Bindaree to open $60m China processing facility

18 Jan, 2016 01:00 AM

Progressive Northern NSW premium meat exporter Bindaree Beef has turned the tables on Chinese investment in Australian agriculture, announcing it will open a $60 million boning room, cold storage and distribution centre in QingDao.

Construction of the cutting-edge facility in North Eastern China, aimed at value-adding Australian beef, is due to be finished by the end of 2016.

The 10,000 square metre facility, which will employ 600, will import and distribute 100,000 tonnes of beef per annum with Australian beef making up the largest proportion.

Bindaree Beef Group chief executive officer Andrew McDonald said the company was looking to service the higher end of the Chinese market with branded, high-quality, clean, green Australian beef.

“Our existing brand profile will be utilised and we are developing new brands to be launched this year with specifications targeted to the Chinese consumer,” he said.

The announcement comes as a partnership between the Inverell-based business and large Chinese meat processor Shandong Delisi Food Company comes into effect next month.

Under the deal, Shandong will invest $140m into BBG for a 45 per cent share.

“Now we have a Chinese partner with strong networks and penetration, this was the obvious move,” Mr McDonald said.

Already, BBG and its meat sales and marketing business Sanger Australia have launched a branded hormone growth promotant-free grassfed product to Chinese consumers.

Joining forces with the largest online direct sales company in China,, the product, First Cut Pure Australian Beef, is making solid inroads in a very attractive market.

It is the first chilled beef produced in Australia available online in China and was more than a year in the making, developed with specifications directly targeting the Chinese market.

Mr McDonald said the decision to go via the direct-to-customer route was taken in order to avoid the threat of substitution, which was rife in China.

“One of the main mantras we are standing on is food safety,” he said.

“Our market research says Chinese customers are willing to pay a premium for clean, green beef and early sales of First Cut have backed that up.

“After three weeks, it is right on budget and we are expecting sales to ramp up coming into the Chinese New Year.”

First Cut is a niche part of Bindaree’s business, taking 10t to 20t a week of product.

Why China?

Bindaree, which exports to 55 countries, has been shifting away from being a commodity supplier towards being a branded, direct-to-customer business.

China, with its 302 million internet shoppers, forecast beef demand of eight million tonnes by 2020 and desire for high food safety standards, fits hand-in-glove with the direction Bindaree is taking.

“Australia exported 150,000t of beef to China last year but the Chinese consumed 7.2 million tonnes,” Mr McDonald said.

“We believe within ten years China will overtake Japan and the United States as Australia’s main customer.

“The uptake of online retail is higher in China than anywhere else - 50 million new internet users per year.

“There is no other market in the world like it.”

Shan Goodwin

Shan Goodwin

is the national beef writer for Fairfax Agricultural Media.
Date: Newest first | Oldest first


John Niven
18/01/2016 6:52:01 AM

M.L.A. should be abandoned immediately.
David Hill
18/01/2016 7:39:50 AM

It is my understanding that Sanger has had access to funding from the ICA program, as well as support from MLA. Under the ICA scheme, users are required to show flow through benefit to those that funded the program through payment of levy's, I look forward to seeing Sanger/Bindaree pass on the premiums for the high quality, safe, clean and green Australian product mentioned.

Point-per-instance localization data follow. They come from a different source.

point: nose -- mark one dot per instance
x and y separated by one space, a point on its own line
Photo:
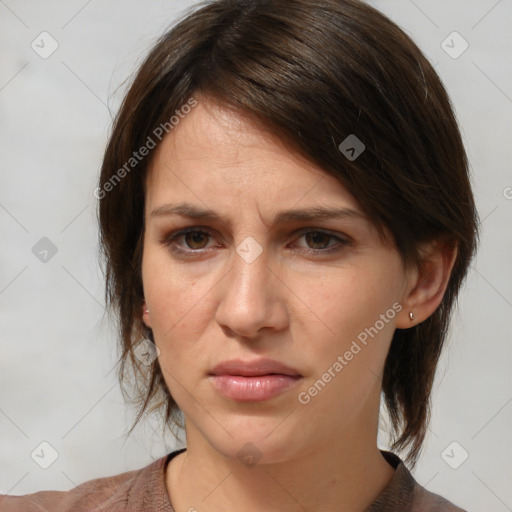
252 297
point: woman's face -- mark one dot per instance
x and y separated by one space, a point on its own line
320 295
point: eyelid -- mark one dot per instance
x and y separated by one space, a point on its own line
341 238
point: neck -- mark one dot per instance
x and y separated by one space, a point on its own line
344 476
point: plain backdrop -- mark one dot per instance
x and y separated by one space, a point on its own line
57 377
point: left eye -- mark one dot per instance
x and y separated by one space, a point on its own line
196 240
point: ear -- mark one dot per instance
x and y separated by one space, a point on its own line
145 314
428 284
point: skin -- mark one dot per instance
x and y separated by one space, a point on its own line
298 308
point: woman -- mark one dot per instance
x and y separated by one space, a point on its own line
286 218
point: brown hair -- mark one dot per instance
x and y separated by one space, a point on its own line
314 72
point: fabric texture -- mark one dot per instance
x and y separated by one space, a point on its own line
144 490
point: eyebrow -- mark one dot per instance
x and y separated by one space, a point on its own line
286 216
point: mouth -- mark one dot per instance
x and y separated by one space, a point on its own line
253 381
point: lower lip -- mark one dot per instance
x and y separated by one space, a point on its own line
253 389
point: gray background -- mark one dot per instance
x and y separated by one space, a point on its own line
57 356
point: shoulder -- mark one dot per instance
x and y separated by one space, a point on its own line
126 491
405 494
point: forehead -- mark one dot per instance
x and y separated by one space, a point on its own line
216 153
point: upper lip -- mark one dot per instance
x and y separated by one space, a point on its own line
253 368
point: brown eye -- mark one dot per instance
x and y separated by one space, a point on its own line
196 239
318 238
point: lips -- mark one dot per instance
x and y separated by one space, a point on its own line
253 381
254 368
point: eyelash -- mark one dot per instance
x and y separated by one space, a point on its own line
169 241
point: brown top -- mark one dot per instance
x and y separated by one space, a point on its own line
144 490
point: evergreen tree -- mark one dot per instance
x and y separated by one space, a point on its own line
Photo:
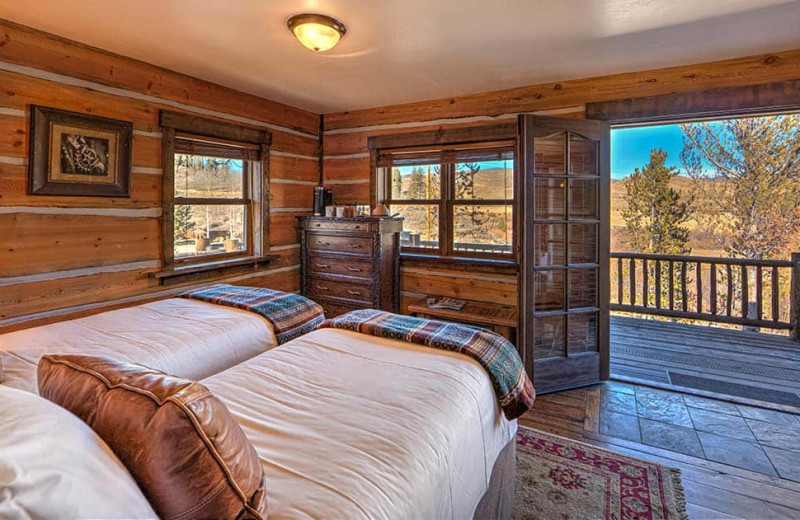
655 215
747 172
417 188
183 220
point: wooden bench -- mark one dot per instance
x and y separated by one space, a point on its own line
502 319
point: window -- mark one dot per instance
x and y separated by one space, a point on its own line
212 209
455 201
214 188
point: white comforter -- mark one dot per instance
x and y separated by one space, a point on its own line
186 338
354 426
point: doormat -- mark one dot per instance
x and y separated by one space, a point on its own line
562 479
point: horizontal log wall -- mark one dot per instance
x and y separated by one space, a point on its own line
67 256
346 156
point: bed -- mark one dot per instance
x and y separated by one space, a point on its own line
354 426
183 337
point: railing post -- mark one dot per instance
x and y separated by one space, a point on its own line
794 301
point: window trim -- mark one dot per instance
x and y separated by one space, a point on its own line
255 145
471 137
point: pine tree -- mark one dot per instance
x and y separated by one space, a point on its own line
655 215
416 184
183 220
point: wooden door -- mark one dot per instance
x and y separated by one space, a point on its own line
564 230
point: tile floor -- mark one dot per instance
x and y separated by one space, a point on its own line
759 440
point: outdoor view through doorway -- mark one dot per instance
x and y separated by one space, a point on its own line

A desire to shift away from being a commodity supplier would also include a shift away from paying producers on a commodity basis one would assume, which would be good result for all involved.
John Carpenter
20/01/2016 8:49:06 AM

The ICA program that Mr Hill refers to was actually replaced in 2014 by MLA's CoMarketing program.This allows for levies to be used to fund up to 50% of an exporters marketing costs.Another disgraceful example of how cattle producers are being taxed in order to subsidise the sales of the processors and exporters.All of this is justified by the illogical logic that there will be a flow through effect all the back to the levy payers.As we all know the only thing that flows back to producers is cost and compliance.